Su La Repubblica Arturo Zampaglione intervista l'esperto americano di mondo islamico Daniel Pipes (che definisce un neocon: l'interessato però non si ritiene tale) che invoca un ultimatum e la preparazione a un intervento militare. Ecco il testo:
NEW YORK - Daniel Pipes non ha dubbi: «L´Iran punta alla bomba atomica e il balletto diplomatico serve solo a nascondere le vere intenzioni». Si dice scettico sulle possibilità dell´Onu di risolvere la sfida. E spiega, in una conversazione con Repubblica, che si sta avvicinando il momento di rivolgere a Teheran un ultimatum credibile e apocalittico: «O bloccate subito il programma nucleare o distruggeremo, con un attacco missilistico, gli impianti che avete appena riaperto».
Fondatore e direttore del Middle East Forum, autore di diciotto libri tradotti in 19 lingue, Pipes è uno dei maggiori esperti americani di Medio Oriente. È anche un neocon molto vicino alla Casa Bianca: una posizione, questa, che assieme al suo approccio anti-conformista alle relazioni con l´Islam, gli ha sempre attirato aspre critiche e consensi entusiasti. Non è il solo, in queste ore, a rispolverare l´opzione militare per l´Iran. Del resto George W. Bush e Tony Blair ripetono di non escludere alcuna strada per bloccare Teheran. Quindi neanche quella missilistica.
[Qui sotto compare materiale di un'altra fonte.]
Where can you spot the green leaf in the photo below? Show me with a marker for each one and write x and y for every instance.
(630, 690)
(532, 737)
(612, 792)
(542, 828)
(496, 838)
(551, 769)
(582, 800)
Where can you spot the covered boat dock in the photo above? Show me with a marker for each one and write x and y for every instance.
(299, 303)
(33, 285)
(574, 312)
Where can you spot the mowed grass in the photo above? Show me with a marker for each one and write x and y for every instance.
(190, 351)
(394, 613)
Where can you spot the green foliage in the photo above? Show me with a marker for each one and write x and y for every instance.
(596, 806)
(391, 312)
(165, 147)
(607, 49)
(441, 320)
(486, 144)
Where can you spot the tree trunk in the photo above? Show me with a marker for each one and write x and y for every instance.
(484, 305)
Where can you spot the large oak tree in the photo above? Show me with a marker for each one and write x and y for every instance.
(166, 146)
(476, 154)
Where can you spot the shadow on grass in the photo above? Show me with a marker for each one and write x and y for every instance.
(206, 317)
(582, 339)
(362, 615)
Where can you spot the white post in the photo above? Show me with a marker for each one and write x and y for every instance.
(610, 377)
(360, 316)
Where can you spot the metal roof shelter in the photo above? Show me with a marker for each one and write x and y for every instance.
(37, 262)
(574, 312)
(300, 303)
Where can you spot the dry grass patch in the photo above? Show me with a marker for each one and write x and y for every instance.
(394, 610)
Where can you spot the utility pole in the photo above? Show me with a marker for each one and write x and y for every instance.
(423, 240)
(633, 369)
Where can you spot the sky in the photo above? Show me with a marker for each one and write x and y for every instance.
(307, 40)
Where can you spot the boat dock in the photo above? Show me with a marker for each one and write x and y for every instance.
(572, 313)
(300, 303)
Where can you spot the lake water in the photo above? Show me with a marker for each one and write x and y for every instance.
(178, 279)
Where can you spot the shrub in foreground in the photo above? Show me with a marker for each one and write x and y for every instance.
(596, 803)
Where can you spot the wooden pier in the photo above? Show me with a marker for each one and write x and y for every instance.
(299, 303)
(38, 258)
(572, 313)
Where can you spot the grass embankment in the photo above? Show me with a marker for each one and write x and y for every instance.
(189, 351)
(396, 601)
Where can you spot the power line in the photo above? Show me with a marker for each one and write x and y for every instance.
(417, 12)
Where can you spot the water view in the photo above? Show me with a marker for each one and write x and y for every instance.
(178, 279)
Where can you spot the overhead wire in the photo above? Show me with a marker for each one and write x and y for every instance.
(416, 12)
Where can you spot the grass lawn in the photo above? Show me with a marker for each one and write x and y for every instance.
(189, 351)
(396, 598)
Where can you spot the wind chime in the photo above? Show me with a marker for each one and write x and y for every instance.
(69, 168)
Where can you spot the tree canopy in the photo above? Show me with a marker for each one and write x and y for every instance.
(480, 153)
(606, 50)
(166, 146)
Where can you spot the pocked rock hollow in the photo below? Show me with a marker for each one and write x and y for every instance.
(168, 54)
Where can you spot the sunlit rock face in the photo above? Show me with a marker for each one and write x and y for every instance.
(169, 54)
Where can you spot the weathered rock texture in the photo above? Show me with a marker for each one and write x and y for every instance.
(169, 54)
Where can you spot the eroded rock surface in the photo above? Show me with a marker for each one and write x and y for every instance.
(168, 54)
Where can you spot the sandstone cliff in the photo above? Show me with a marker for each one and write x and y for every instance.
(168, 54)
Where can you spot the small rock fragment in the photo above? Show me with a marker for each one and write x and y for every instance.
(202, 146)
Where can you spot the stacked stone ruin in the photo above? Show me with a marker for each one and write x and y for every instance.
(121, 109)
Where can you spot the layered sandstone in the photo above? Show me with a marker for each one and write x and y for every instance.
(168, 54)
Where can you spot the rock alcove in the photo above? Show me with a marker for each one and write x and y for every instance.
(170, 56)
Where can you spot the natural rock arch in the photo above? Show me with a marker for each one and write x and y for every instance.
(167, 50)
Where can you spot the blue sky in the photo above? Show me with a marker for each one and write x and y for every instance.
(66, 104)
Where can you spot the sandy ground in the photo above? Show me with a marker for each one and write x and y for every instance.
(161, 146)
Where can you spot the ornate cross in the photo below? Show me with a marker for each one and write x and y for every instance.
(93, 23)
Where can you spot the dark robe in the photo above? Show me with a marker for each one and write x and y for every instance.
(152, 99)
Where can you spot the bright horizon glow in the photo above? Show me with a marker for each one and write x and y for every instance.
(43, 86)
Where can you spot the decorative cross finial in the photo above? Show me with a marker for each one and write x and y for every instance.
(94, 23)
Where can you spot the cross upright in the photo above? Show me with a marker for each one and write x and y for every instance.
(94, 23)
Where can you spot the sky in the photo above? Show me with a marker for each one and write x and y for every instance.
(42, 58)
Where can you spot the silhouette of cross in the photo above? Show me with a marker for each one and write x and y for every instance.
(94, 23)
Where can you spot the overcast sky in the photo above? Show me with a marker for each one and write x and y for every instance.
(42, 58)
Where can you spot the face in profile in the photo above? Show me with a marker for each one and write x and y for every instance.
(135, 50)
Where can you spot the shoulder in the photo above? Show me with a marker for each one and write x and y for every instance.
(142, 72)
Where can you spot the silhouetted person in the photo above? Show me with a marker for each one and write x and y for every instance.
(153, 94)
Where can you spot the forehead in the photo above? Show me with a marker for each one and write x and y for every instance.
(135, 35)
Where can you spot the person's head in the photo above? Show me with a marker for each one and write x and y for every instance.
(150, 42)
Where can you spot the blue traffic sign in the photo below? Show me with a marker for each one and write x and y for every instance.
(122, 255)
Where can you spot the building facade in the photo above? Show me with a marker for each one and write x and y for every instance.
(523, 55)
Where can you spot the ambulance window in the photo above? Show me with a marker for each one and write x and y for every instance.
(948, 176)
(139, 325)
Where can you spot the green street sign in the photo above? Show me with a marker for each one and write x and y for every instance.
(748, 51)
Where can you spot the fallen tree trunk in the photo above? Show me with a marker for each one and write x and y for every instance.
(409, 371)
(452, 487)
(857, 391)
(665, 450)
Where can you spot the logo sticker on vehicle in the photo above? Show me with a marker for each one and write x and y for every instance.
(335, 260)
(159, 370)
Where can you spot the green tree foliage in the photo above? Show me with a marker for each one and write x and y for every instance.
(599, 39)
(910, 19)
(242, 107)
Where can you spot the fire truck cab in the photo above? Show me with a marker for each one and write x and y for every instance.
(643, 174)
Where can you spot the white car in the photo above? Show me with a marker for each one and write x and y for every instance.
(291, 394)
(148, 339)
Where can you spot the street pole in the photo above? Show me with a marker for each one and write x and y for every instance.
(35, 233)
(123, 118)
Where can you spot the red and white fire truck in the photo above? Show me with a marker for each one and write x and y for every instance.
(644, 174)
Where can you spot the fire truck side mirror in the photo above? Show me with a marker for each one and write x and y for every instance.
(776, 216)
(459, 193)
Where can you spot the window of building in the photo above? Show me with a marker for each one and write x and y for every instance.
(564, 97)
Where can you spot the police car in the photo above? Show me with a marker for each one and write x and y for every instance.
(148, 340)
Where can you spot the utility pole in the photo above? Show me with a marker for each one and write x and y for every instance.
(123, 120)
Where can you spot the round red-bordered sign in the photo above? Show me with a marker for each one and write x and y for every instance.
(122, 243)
Signor Pipes, quella dell´ultimatum non è una strada rischiosa, soprattutto alla luce della guerra in Iraq, che continuerà, anche secondo George W. Bush, a costare molto in termini politici e di sacrifici umani?
«Di pericoli, ne vedo tanti: un attacco missilistico sugli impianti nucleari arresterebbe del tutto il processo di democratizzazione in Iran, che procede lentamente, ma esiste. Gli ayatollah potrebbero diventare un punto di riferimento dell´anti-americanismo nel mondo islamico. D´altra parte, quando sono in gioco la vita e la morte non ci si possono permettere troppi lussi. E sarebbe comunque una operazione militare limitata, senza un´occupazione, come in Iraq, né il tentativo di abbattere il regime».
Comunque infiammerebbe le relazioni internazionali. Non sarebbe meglio deferire l´Iran al Consiglio di sicurezza e cercare una soluzione diplomatica?
«Ripeto: non dobbiamo illuderci sulle intenzioni di Ahmadinejad. Il neo-presidente vuole usare tutto - la religione, il petrolio, la bomba atomica - per estendere il potere iraniano. Non credo che l´Onu sia in grado di capire l´urgenza del problema e di affrontarlo in modo energico. Rischiamo di ricadere in negoziati inconcludenti con la Russia e con la Cina, di perdere tempo cercando di interpretare le strategie del Cremlino e di ripercorrere la strada delle sanzioni irachene».
Qualcuno dice: se Israele ha una bomba atomica, pur non avendolo mai ammesso, perché mai ci si terrorizza per i progetti iraniani?
«Sono due situazioni ben diverse. Israele è uno stato democratico che vuole proteggersi. L´Iran è guidata da una ideologia che vuole conquistare il potere, costi quel che costi. Ricordate la frase dell´ex-presidente Rafsanjani? Disse: "se scoppia una guerra atomica tra Teheran e Gerusalemme, Israele sarà completamente distrutto, l´Iran no"».